The trial court found that Barbara Levine’s indirect interest in Clean Air, through her husband’s part ownership of Clean Air, was insufficient to disqualify her as a voting member. With Barbara Levine voting against the lawsuit, the votes of Weinshel and Wynnick did not form a majority. The trial court therefore found that Meadow lacked standing and gave judgment for Clean Air. The Appellate Court affirmed and the Supreme Court accepted review.
The court began with the language of the statute, pointing out that “adverse interest” is not defined in Section 34-187 or elsewhere in the Connecticut LLC Act, and that therefore it should be construed according to its common usage. After reviewing a number of definitions, the court concluded that adverse interest should be construed broadly:
Simply put, the term “adverse” in § 34-187(b) encompasses any interest of a member that is contrary or opposed to the limited liability company’s interest in the outcome of the litigation. We therefore conclude, contrary to the trial court, that the statute’s application is not limited to circumstances in which a member’s adverse interest is a proprietary one.
43 A.3d. at 616.
The court therefore ruled that when LLC members desire to approve a lawsuit by the LLC and a spouse of one of the members is part owner of or maintains a position of control in a defendant company, then that member is considered to have an interest in the outcome of the suit that is adverse to the LLC’s interest and that member’s vote will be excluded. Id. The court viewed its broad interpretation of “adverse interest” as consistent with the overall approach of the LLC Act, which provides default rules for LLC governance but allows the members to depart from those rules in their operating agreement. Members desiring a different rule for initiating a lawsuit can specify that in the LLC’s operating agreement.
The decisions of the trial court and the Appellate Court were reversed and the case was remanded for further proceedings.

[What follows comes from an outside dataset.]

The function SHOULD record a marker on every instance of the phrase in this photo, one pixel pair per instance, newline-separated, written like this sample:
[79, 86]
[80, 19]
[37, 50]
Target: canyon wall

Comment. The members’ resort to Section 34-187 in 418 Meadow Street is unusual because the dispute did not involve a claim by one member against another member or manager. Most LLC lawsuits that are brought as derivative suits or as member-initiated direct actions (e.g., under Connecticut’s Section 34-187) involve disputes between members over breaches of fiduciary duty or breaches of the LLC’s operating agreement. Here the dispute was between the LLC and its tenant, and had it not been for one member’s spouse being part owner of the tenant it presumably would have been a routine business decision for the LLC to file suit to recover unpaid rent.